Thursday, July 22, 2010

simple overrides for quick mocking in perl

A more concrete example (and one I use too frequently) of overriding for testing similar to what is described by Sawyer X at blogs.perl.org: Simple symbol overriding for tests. Of course, my example uses inheritance and re-blessing rather than symbol overriding, but the result is basically the same. I like to use the snippet below to test mail sending functionality by simply printing the resulting mail to stdout.

my $smtp = Net::SMTP->new($mailhost);
...
if ($i_dont_want_to_send_mail) {
  package Mock::SMTP;
  our @ISA = qw(Net::SMTP);

  no strict qw(refs);
  for (qw(mail to data dataend quit)) {
    *$_ = sub { };
  }

  for (qw(datasend)) {
    *$_ = sub { shift; print @_, "\n" }
  }

  # re-bless my Net::SMTP reference to a Mock reference
  $smtp = bless $smtp || {};
}

Friday, July 16, 2010

screen for cluster management

After my parallel ssh roundup and hacking my own solution...

I just realized screen can do this too using "at" and "stuff".  Here's how:

  1. open a bunch of screens and ssh to various hosts
  2. get to a screen command prompt (control key followed by colon, ^C-a : )
  3. at the prompt, enter the command "at \#", this tells screen to run command that follows on all windows (yes, include the backslash and don't press enter yet)
  4. continue with the command "stuff", which tells screen to quite literally stuff whatever follows it into the input of a screen terminal (don't press enter quite yet)
  5. follow stuff with the command you want to run, you'll need to put it in quotes if the command has arguments (not yet)
  6. lastly, you need to end the line with a return so the shell(s) will run the command, so end the line with "\012" which is octal for a newline character

Now, press enter and what your command get run across all of your screen sessions.  This is particular cool for long running commands where you can switch back and forth between screen windows and check on the progress of many machines or also useful if you have a couple of quick maintenance task to run on a bunch of hosts.

So, putting it all together, the whole sequence looks like this:

^C-a : at \# stuff ls \012
^C-a : at \# stuff 'ls -alR' \012

Monday, July 12, 2010

a survey of web visualization toolkits

I'm always on the lookout for new tools to create graphs, charts, and other visualizations. It is an obsession that dates back to my days slaving over gnuplot and R scripts (or even *gasp* metapost). Here are some more modern toolkits I've come across which lend themselves to visualizations for the web.

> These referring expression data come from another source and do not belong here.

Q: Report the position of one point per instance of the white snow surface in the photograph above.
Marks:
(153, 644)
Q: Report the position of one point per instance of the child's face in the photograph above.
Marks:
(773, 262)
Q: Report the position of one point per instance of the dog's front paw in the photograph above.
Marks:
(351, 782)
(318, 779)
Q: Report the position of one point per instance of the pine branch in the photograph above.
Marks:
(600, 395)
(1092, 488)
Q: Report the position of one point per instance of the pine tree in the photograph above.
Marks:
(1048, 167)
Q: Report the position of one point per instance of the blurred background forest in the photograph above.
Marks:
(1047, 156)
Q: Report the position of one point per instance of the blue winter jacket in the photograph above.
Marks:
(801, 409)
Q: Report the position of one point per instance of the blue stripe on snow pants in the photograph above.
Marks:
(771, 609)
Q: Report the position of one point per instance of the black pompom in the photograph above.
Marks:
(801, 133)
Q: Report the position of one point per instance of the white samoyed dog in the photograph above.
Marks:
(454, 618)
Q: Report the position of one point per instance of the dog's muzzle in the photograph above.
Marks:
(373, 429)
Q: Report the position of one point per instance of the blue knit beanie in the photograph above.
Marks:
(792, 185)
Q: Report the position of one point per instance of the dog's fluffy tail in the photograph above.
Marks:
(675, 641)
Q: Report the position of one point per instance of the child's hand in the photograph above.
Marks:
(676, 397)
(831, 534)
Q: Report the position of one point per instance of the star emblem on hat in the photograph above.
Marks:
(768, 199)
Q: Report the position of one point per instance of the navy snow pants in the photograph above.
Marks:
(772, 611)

  • Processing has to be one of my favorites, probably because I've been using it the longest.
  • And if Processing isn't web-2.0-enough for you, there is always the Javascript implementation.
  • Protovis - any visualization toolkit that can be used to create an interactive version of Minard’s Napoleon has to get good marks.
  • Google has Chart Tools.
  • Degrafa has been used to create some beautiful visualizations.
  • Or there is the slightly higher-level Axiis if you prefer (which is built on top of Degrafa).
  • Should you be religiously opposed to flash, you might like dygraphs
  • Prefuse is another Java toolkit with some great graph and chart types
  • And Flare (also from the Prefuse guys) you post those interactive visualizations to the web in flash.
Ok everyone, which ones haven't I seen yet?

    Sunday, July 11, 2010

    broadcast ssh - my entry into the world of parallel or cluster ssh tools

    I threatened before when writing up my review of the parallel or cluster ssh tools out there that I would write my own. And after a quick review of paramiko, especially the demo scripts included, this turned out to be a pretty quick hack.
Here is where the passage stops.